TR – trauma: necessidade de VM por conta de lesões traumáticas no tórax, abdômen ou crânio;

Outras: para o caso em que a causa da insuficiência respiratória aguda não fosse enquadrada em quaisquer das classificações anteriores, sendo então permitido que o condutor relatasse a causa em questão.

Foram recebidos formulários de 34 UTI, sendo que não houve participação de nenhuma UTI da Região Norte, e poucas UTI da Região Nordeste. Com isso, realizou-se novo estudo, no mesmo formato, em 17 de outubro de 2004 às 11h00, em algumas UTI destas regiões. Receberam-se formulários de mais 6 UTI.

Análise Estatística

Foram construídas tabelas descritivas com medidas sínteses – freqüência, média, mediana, 1º e 3º quartis – apropriadas às escalas de mensuração das variáveis envolvidas, visando caracterizar a amostra. O teste do Qui-quadrado foi usado para investigar a associação estatística entre duas variáveis categóricas, enquanto o teste t de Student, foi para comparação entre as médias de uma variável numérica em relação a uma variável dicotômica.

Foi considerado como valor estatístico significativo o nível < 0,05.

 

RESULTADOS

Quarenta UTI participaram do estudo, compostas por 489 leitos, dos quais 390 (79,8%) apresentavam pacientes internados, destes, 217 (55,6%) estavam em ventilação mecânica (Tabela 1).

 

 

Neste grupo, a idade média foi de 63,6 anos e o predomínio foi do sexo masculino, com 117 pacientes (53,9%). O escore APACHE II médio na data de internação na UTI foi de 20,5, contrastando de forma estatística significativa (p < 0,001) com o grupo de pacientes que não estava em ventilação mecânica (Tabela 2).

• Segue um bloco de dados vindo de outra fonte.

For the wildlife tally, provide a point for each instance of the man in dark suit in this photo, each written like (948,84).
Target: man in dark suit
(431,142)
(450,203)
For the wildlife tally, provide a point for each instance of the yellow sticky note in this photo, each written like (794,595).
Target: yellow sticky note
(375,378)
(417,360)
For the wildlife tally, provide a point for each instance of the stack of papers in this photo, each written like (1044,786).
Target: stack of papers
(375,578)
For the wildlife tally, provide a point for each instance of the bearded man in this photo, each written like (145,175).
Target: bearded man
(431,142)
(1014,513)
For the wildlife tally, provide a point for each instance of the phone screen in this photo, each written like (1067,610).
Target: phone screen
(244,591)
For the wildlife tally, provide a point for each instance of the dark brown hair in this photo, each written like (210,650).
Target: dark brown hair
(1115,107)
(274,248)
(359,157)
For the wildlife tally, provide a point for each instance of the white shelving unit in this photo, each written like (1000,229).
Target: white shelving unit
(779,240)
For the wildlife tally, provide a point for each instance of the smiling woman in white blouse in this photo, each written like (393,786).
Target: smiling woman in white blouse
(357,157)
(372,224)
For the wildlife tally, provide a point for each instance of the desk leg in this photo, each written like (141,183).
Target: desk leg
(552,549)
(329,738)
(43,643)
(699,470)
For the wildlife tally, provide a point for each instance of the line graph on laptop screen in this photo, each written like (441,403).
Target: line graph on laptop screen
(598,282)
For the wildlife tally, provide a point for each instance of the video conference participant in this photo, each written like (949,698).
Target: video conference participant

Estatística significativa também ocorreu em relação ao tempo médio de internação, sendo de 22,3 dias para os pacientes em ventilação mecânica e de 8,5 dias para os que não estavam sendo ventilados. A IRA foi a causa de internação na UTI em 86 dos pacientes ventilados (39,6%), enquanto no grupo de não ventilados, correspondeu a 24 (13,9%).

No grupo de pacientes em ventilação mecânica, a mediana do escore APACHE II foi de 20, havendo uma distribuição equilibrada entre as regiões. As medianas dos tempos de internação na UTI e de ventilação mecânica foram 12 e 11 dias respectivamente, (Tabela 3).

Nove pacientes (4,2%) pertencentes das regiões Sul e Sudeste ventilavam de forma não-invasiva. A intubação traqueal foi utilizada como acesso às vias aéreas em 118 pacientes (54,4%). Entre os 90 pacientes traqueostomizados (41,5%), o tempo médio em que este procedimento foi realizado foi de 13,6 dias a partir da intubação.

Dentre as razões que motivaram a colocação da prótese ventilatória, a mais freqüente foi a IRA, em 71%(154) dos pacientes ventilados (Tabela 4).

Os pacientes em coma representaram 21,2% (46), com uma distribuição homogênea pelas regiões do país. A doença pulmonar obstrutiva crônica descompensada foi responsável por 12 admissões na ventilação mecânica (5,5%), enquanto os casos de doença neuromuscular corresponderam a 5 (2,3%).

No grupo de paciente com IRA, a principal causa foi pneumonia, com 52 casos (33,8%). Houve apenas três (1,95%) casos de SARA, todos na região Sudeste (Tabela 5).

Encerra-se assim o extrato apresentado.